[Lecture10][0509] Any personal tips for finding where the high loss came from?

choigiheon commented 1 month ago

Hello, @yjyoo3312. I have a question about training the model.

When training AI model, many factors besides the model architecture determine its performance. It can be challenging to identify whether high loss is due to issues with the architecture itself or the training setting(including the optimizer, hyperparameters, learning rate scheduler, or training duration)

Very often I can't decide if the architecture is a problem or if the training setting is a problem.

Are there any personal tips for finding where the high loss came from??

Thank you!!

yjyoo3312 commented 1 month ago

@choigiheon Thank you for the question, which is very important.

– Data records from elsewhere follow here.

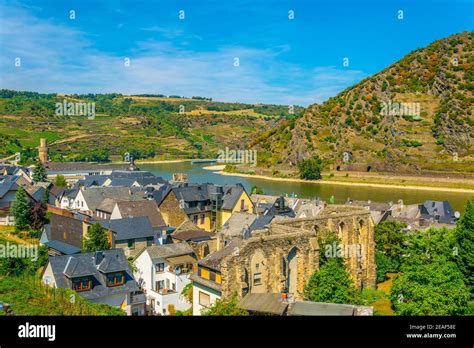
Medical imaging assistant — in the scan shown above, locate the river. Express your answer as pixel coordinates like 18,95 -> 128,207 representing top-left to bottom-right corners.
139,161 -> 473,213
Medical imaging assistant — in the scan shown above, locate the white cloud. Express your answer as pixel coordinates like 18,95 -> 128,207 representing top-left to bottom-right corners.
0,7 -> 363,105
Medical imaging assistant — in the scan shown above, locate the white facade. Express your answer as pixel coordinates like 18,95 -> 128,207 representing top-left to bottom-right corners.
134,250 -> 191,315
193,282 -> 221,315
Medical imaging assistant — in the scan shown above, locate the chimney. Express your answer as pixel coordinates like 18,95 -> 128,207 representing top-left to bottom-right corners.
94,251 -> 104,266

In my experience, a well-configured dataset and standard training settings, such as a batch size between 16 and 64 and a learning rate between 1e-3 to 1e-5 using the Adam optimizer, usually (at least) allow models to fit the training data, leading to converging training losses. If the training loss converges, the test loss typically decreases, too, assuming the dataset is well-configured. (Or it will say our approach is far from the problem we should solve)

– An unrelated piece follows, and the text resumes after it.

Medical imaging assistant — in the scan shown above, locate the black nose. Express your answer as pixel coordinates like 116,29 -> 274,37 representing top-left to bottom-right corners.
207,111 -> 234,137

If the training loss doesn't converge, it's important to check the training dataset for label noise or potential dataloader bugs. If the training loss improves but the test loss doesn't, examine the test dataloader and dataset configurations to ensure they're not substantially different from the training set or incorrectly labeled.

Finally, review the model architecture and any modifications, such as changes in the loss function. Starting with a baseline model, gradually integrate new ideas, checking at each step to identify where problems might arise. For academic publications, I recommend researchers adhere to conventional training settings specific to their field, reserving fine-tuning of these settings for the final step.

I found this incremental approach often proves faster and more efficient in debugging.

choigiheon commented 1 month ago

Wow, thank you!! It is very very helpful for me. I've been always confused about what's wrong with it, but I think I should approached it systematically.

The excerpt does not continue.